The Portunus Project is a security research project that looks into various technologies and mechanisms to provide an offshore inspection of seaborne trade and private craft as one of many strategies to address the threat of terrorism. The offshore platforms vary in size based on the level of threat, from one small platform with one crane, to an entire offshore trans-shipment port complex. These platforms would be located about 20 miles offshore near major shipping lanes. They would be initially set up to inspect, but later to process shipping. The technology developed could be used for other industries such as aquaculture, desalinization, commercial real estate development and defense.
The initial design criteria for the offshore trans-shipment port complex is to simultaneously offload up to eight 18,000-TEU ships within 36 hours. This is achieved by using multiple-pick cranes, automated equipment, logistics management programs and state-of-the-art inspection technologies.
Why would anyone be interested in such a concept? Two reasons: economics and security. Let’s look at the business side first.
The most efficient way to move goods across the ocean is by ultra-large containerships (>15,000 TEU). This trend is evidenced by the transition of the international shipping fleet, and expansion projects in ports and key waterways across the globe. The larger ships have drafts of about 50 feet, limiting their access to only a few ports that can dredge and refit their port infrastructure (new cranes & berths).
Fortunately for the West Coast ports, goods coming from Asia are hampered by the bottleneck that is the Panama Canal. At an average rate of 30 moves per crane-hour, it takes about 4 days to offload a 15,000-TEU ship in Los Angeles/Long Beach. In most cases, intermodal rail connections from ports take containers to rail yards for recoupling and sorting for trains bound to different inland destinations. There is a one-day customs hold and usually a four-day freight hold. All this takes time, and time is money.
Enter in the Panama Canal expansion project. The American Association of Port Authorities (AAPA) estimates that public and private investment in US ports will exceed $46 billion between 2012 and 2017. When the Panama Canal opens, its expanded capability will accommodate a 12,500-TEU ship. East Coast ports have made significant investments to expand their capabilities and competitiveness based, in part, on this project and its expected impact at reaching the U.S. consumer more efficiently. West Coast ports have also made investments to keep their market share by improving harbor access, berth size and intermodal connectivity.
Domestically, the most efficient way to move goods is short-sea shipping. The target of most of the imported goods is the US consumer, 70 percent of whom are located east of the Mississippi River. If you look at a population density map of the United States and overlay it with a commercial waterways map, you would find an almost 1:1 correlation. In the simplest terms, it costs roughly 25 percent less to move goods by barge vs. rail, and 75 percent less to move goods by barge than by truck, so why not take advantage of these efficiencies and move goods as far as possible using the inland waterway system?
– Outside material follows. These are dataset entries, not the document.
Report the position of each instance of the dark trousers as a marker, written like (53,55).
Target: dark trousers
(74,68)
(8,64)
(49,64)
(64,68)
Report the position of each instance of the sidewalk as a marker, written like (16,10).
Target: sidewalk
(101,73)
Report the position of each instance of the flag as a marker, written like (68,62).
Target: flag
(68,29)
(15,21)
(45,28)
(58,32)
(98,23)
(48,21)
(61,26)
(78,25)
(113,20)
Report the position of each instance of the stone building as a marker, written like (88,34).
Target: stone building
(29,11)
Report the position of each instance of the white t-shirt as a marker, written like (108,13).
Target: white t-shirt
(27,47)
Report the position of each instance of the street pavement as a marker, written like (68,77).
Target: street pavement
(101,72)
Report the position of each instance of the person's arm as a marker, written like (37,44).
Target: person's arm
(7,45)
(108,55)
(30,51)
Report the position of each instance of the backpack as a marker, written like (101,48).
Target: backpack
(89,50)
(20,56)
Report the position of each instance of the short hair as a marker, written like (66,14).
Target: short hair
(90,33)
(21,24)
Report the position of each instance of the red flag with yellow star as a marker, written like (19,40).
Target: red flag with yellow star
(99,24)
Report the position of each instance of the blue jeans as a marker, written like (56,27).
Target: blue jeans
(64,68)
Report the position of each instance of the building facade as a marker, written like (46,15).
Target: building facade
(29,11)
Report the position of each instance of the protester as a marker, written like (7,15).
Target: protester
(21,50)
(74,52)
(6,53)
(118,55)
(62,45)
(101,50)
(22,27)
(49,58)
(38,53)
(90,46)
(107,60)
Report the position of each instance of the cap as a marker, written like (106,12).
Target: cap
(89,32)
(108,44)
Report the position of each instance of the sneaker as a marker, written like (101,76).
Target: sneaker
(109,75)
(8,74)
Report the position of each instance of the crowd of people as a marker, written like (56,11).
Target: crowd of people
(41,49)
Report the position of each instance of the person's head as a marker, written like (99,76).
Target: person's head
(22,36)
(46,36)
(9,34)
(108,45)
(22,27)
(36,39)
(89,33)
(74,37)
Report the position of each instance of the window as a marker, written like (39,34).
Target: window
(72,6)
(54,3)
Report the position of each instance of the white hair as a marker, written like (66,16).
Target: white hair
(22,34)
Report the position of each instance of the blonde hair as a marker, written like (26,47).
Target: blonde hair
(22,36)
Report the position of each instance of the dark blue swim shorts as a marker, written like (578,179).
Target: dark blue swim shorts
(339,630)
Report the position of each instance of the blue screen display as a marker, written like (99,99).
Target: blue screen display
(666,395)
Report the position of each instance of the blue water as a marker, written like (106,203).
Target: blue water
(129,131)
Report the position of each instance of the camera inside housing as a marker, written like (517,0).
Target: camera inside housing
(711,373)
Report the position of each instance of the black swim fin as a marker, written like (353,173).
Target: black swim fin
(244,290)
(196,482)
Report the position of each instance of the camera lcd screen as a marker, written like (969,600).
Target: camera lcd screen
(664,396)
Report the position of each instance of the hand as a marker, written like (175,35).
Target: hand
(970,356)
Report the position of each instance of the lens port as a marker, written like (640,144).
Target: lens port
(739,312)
What if we had a different model of goods movement taking advantage of all these factors? For example, use trans-shipment ports offshore to allow access to the largest ships. Process their cargo in a third the time it takes now allowing them to return to sea that much quicker. Take their cargo and sort it for transfer to smaller coastal vessels that can move goods inland or through the canal efficiently. Vessels can also take a large amount of pre-sorted freight to major ports with good intermodal connections. This model is a hub and spoke distribution system where one stop on a platform of a large transoceanic vessel generates 2-4 smaller ships simultaneously moving toward other destinations.
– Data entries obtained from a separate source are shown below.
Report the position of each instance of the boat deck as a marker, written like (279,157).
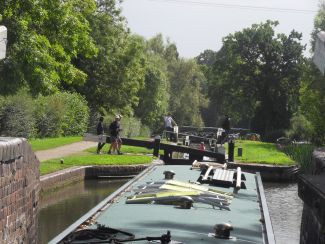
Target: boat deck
(194,225)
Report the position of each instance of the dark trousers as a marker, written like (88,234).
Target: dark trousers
(170,133)
(100,146)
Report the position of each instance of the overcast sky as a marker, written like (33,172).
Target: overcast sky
(196,25)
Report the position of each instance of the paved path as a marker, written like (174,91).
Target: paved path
(64,151)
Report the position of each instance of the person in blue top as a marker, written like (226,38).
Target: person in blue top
(116,141)
(169,126)
(100,132)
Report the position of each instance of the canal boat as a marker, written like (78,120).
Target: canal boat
(202,203)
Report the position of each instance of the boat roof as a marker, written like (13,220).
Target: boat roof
(194,225)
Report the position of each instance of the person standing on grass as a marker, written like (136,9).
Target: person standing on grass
(169,126)
(116,141)
(100,133)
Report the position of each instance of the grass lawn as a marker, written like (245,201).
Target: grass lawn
(124,149)
(48,143)
(261,152)
(88,158)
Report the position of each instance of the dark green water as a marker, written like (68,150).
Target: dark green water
(285,209)
(61,208)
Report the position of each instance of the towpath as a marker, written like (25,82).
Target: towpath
(64,151)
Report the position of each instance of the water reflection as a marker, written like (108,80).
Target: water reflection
(285,209)
(61,208)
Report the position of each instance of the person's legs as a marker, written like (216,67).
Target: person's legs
(119,144)
(99,147)
(170,131)
(112,147)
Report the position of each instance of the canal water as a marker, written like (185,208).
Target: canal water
(61,208)
(285,209)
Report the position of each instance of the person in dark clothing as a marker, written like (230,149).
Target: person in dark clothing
(100,133)
(116,141)
(226,124)
(226,127)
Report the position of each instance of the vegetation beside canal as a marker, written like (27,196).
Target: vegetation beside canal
(87,158)
(302,154)
(261,152)
(49,143)
(126,149)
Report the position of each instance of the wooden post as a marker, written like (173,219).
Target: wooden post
(231,151)
(156,146)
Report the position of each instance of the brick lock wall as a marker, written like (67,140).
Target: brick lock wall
(311,191)
(19,191)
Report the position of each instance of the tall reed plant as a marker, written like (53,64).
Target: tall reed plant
(301,154)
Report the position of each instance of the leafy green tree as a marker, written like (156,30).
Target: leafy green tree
(116,74)
(257,77)
(154,96)
(312,93)
(186,99)
(43,39)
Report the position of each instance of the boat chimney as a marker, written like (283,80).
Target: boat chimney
(186,202)
(169,174)
(222,231)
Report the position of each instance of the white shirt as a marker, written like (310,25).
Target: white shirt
(168,121)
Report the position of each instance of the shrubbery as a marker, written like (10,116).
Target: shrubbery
(61,114)
(17,116)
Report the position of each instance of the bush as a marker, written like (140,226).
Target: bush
(131,126)
(300,128)
(301,154)
(273,135)
(61,114)
(17,116)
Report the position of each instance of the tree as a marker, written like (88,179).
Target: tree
(43,38)
(154,95)
(257,77)
(186,99)
(312,93)
(117,73)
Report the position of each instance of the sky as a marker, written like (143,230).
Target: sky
(197,25)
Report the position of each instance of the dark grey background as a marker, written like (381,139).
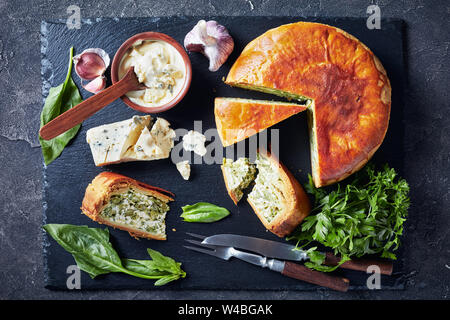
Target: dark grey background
(426,258)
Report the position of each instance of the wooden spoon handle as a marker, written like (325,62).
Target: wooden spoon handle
(303,273)
(359,264)
(88,107)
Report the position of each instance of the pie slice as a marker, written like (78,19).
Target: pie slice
(237,119)
(348,88)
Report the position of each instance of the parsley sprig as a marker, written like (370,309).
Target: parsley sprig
(363,217)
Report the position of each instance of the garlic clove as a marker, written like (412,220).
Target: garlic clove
(96,85)
(213,40)
(91,63)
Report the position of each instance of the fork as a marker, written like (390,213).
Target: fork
(286,268)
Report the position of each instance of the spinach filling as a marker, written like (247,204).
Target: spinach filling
(137,210)
(280,93)
(266,194)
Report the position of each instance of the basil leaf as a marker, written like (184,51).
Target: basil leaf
(88,246)
(203,212)
(59,100)
(363,217)
(144,267)
(167,279)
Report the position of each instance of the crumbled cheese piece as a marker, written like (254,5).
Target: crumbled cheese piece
(110,142)
(194,141)
(155,143)
(131,140)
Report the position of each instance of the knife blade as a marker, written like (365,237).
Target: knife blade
(267,248)
(274,249)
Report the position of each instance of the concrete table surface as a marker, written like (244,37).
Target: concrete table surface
(427,142)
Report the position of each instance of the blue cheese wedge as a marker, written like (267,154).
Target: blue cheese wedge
(194,141)
(134,139)
(184,169)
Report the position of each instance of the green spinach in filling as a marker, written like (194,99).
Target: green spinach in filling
(137,210)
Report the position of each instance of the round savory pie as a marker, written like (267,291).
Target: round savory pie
(347,86)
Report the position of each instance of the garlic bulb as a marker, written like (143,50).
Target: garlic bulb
(96,85)
(91,64)
(213,40)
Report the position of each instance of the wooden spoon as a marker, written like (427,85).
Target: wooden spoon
(88,107)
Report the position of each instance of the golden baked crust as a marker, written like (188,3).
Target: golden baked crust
(348,84)
(238,119)
(231,193)
(104,185)
(296,203)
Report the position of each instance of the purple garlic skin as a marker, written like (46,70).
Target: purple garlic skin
(213,40)
(96,85)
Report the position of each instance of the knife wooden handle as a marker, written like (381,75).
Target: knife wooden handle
(359,264)
(303,273)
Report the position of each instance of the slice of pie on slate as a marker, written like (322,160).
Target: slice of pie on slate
(348,87)
(238,119)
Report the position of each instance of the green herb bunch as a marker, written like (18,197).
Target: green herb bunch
(363,217)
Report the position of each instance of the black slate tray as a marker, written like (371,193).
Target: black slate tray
(67,177)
In this model, ports don’t have to refit their cranes and docks to keep up with the ever-increasing size of transoceanic carriers. They also don’t have to dredge their harbors to maintain 50 feet of depth. US coastal areas are protected from invasive species. Finally, a buffer exists between those that want to do us harm and a means of protecting critical infrastructure is established.
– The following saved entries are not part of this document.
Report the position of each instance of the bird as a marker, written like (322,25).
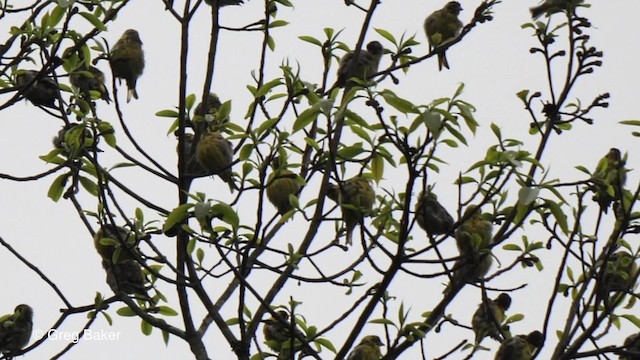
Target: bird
(549,7)
(619,275)
(431,215)
(116,246)
(442,26)
(281,183)
(356,197)
(87,79)
(127,60)
(215,154)
(222,3)
(520,347)
(489,316)
(278,335)
(15,329)
(43,91)
(209,116)
(365,65)
(609,179)
(367,349)
(632,345)
(473,238)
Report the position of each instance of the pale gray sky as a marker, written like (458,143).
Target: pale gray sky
(493,62)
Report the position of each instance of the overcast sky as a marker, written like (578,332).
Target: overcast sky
(493,62)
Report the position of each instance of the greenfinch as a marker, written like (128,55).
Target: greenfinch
(278,336)
(609,179)
(215,154)
(442,26)
(632,347)
(222,3)
(473,239)
(15,330)
(116,245)
(365,65)
(88,79)
(549,7)
(356,197)
(210,115)
(489,316)
(431,215)
(367,349)
(520,347)
(281,184)
(127,60)
(42,92)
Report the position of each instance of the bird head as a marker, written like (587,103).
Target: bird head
(535,338)
(503,300)
(375,48)
(453,7)
(132,36)
(372,340)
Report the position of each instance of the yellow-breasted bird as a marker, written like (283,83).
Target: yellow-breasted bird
(632,347)
(356,197)
(609,179)
(473,239)
(116,246)
(215,154)
(489,316)
(367,349)
(88,79)
(441,26)
(209,116)
(549,7)
(520,347)
(222,3)
(619,275)
(431,215)
(43,91)
(282,183)
(15,329)
(127,60)
(278,335)
(365,66)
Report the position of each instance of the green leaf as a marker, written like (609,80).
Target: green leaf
(176,216)
(57,187)
(94,21)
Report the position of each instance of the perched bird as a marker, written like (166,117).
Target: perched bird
(609,179)
(619,275)
(88,79)
(42,92)
(280,185)
(520,347)
(489,316)
(365,65)
(15,329)
(215,154)
(632,346)
(116,245)
(213,124)
(441,26)
(473,239)
(474,234)
(367,349)
(222,3)
(431,215)
(549,7)
(278,336)
(356,197)
(127,60)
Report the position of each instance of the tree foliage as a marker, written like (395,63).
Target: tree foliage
(226,262)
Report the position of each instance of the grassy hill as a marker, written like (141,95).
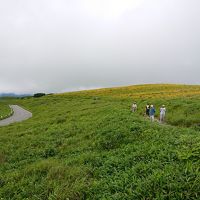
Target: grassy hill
(5,111)
(88,145)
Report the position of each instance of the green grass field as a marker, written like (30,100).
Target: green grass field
(5,111)
(88,145)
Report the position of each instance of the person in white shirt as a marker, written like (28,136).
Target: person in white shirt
(134,107)
(162,113)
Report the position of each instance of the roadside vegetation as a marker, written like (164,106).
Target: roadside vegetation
(5,110)
(88,145)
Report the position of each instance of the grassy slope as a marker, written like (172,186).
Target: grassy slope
(83,147)
(4,109)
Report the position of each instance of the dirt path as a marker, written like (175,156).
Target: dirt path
(19,115)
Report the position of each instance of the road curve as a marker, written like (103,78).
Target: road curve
(19,115)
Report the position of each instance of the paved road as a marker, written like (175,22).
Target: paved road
(19,115)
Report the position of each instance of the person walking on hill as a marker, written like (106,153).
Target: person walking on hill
(162,113)
(134,107)
(147,109)
(152,112)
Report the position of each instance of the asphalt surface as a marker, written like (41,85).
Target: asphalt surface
(19,115)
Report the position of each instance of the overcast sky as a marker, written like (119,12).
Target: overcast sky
(64,45)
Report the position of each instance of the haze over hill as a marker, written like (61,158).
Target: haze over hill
(58,45)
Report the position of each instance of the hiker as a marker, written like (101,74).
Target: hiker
(152,113)
(134,107)
(147,109)
(162,113)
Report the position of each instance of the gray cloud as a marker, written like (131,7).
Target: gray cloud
(60,45)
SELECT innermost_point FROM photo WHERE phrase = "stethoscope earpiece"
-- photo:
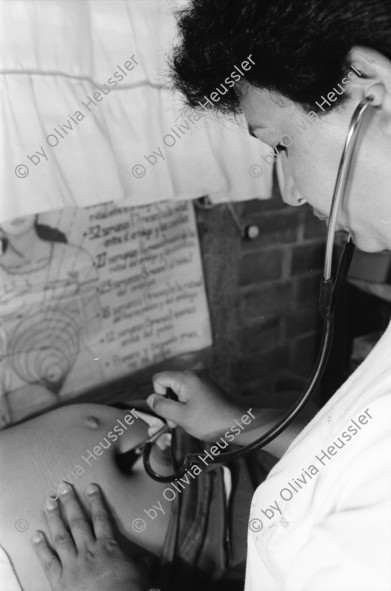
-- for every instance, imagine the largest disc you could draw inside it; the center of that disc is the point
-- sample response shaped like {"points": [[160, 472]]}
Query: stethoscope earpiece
{"points": [[376, 94]]}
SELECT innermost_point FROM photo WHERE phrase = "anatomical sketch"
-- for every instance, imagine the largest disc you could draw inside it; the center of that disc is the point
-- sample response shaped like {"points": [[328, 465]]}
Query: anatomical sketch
{"points": [[49, 314]]}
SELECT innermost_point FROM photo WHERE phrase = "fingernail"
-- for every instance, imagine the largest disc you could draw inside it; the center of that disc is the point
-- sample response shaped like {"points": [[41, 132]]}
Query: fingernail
{"points": [[37, 537], [91, 489], [50, 504], [150, 400], [64, 488]]}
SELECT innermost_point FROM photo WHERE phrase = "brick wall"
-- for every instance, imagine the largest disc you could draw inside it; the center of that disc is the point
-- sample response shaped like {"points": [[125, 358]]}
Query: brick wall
{"points": [[263, 294]]}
This brings us to the other reason why anyone would be interested in offshore ports. At some point in the future, terrorists may acquire enough material of sufficient quality to make a nuclear weapon of mass destruction. Clearly as time goes forward, we have seen a proliferation in nuclear capable nation-states. The technology to make a crude WMD is available to terrorists. So is the means of delivery. The thing that is missing is the material itself. This material can be manufactured, stolen or provided. Self-preservation, or a strong response resulting in annihilation, may not be the deterrent to terrorists as it was to the participants of the Cold War.
Our ports are located on our borders, near large population centers and are critical to the economic viability of the United States. Pushing detection overseas has been problematic and detecting threats in our ports may not be early enough.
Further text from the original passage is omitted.